Global Water Crisis: Access to Safe Drinking Water and Sanitation
One in four people still lack safely managed drinking water, and billions lack sanitation—proof that the water crisis remains one of the most urgent public-health and development challenges of our time.
The scope of the water crisis—by the numbers
A new WHO/UNICEF update confirms that roughly 1 in 4 people worldwide lack access to safely managed drinking water—about 2.1 billion individuals. At the same time, 3.4 billion people still lack safely managed sanitation, and 1.7 billion lack basic hygiene services at home, underscoring how deep and persistent the water crisis remains. These are not abstract figures; they translate into higher disease burdens, missed school days, and lost income for households already living on the margins.
Zooming out, the long-term trend shows progress—but not fast enough. Between 2000 and 2024, billions did gain services, yet the pace of improvement has slowed in many places, and the absolute numbers remain staggering because populations grew just as infrastructure investments lagged. The latest JMP report warns that the world is off-track to meet the 2030 targets for universal access, illustrating why the water crisis demands sustained financing and policy focus.
Where gaps are largest—and why
The water crisis is most acute in parts of sub-Saharan Africa and South Asia, where rapid urbanization, climate volatility, and under-resourced utilities collide. Rural households often travel long distances for sources that may be seasonal or contaminated; informal settlements in booming cities face intermittent service, unsafe storage, and weak sewer networks. Climate change acts as a risk multiplier—longer droughts, erratic rainfall, and flood-driven contamination push fragile systems past their limits, as recent reporting from Malawi and other climate-exposed regions shows.

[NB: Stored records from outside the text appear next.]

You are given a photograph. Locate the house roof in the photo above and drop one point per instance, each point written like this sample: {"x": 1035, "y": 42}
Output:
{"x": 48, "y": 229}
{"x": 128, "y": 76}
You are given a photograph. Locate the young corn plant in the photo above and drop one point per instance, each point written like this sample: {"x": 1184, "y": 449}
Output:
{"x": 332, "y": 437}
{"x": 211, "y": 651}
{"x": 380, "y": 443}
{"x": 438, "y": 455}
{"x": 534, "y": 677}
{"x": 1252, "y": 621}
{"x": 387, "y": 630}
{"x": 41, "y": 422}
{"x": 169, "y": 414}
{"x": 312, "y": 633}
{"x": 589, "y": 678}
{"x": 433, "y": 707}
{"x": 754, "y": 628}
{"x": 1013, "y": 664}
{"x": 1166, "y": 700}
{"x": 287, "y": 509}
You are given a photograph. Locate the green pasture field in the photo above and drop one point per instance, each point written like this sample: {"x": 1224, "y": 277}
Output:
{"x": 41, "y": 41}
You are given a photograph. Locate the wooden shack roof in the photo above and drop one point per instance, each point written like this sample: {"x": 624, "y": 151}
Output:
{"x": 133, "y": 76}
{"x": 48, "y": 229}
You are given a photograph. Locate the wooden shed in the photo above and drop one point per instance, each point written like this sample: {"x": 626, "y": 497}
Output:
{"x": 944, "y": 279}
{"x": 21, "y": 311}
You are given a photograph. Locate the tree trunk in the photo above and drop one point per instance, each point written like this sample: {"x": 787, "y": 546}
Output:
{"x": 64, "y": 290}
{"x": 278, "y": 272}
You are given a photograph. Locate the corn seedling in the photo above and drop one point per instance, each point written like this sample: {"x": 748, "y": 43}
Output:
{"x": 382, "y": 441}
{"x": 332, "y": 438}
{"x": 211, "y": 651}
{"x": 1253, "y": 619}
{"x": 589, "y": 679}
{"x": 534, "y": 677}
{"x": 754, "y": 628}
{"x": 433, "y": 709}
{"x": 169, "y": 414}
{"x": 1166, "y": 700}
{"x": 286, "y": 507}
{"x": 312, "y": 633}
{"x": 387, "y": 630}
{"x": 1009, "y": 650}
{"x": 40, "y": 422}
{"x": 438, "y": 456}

Infrastructure deficits are only part of the story. Governance and finance matter. Utilities need tariff structures that recover costs while protecting poor households; local agencies need the autonomy to plan, maintain, and extend networks; and national regulators must enforce quality standards. Without those elements, even donor-funded pipes and pumps can fail—perpetuating the water crisis in communities meant to be “covered” on paper.
Sanitation and hygiene: the hidden emergency
Sanitation often lags water supply, yet it is equally decisive for health and dignity. In 2022, 3.5 billion people still lacked safely managed sanitation, and open defecation—though declining—remained at 419 million people. The 2025 update shows progress, but hundreds of millions still practice open defecation, keeping transmission pathways for cholera, typhoid, and dysentery wide open. That reality keeps the water crisis in motion even where basic water access has improved.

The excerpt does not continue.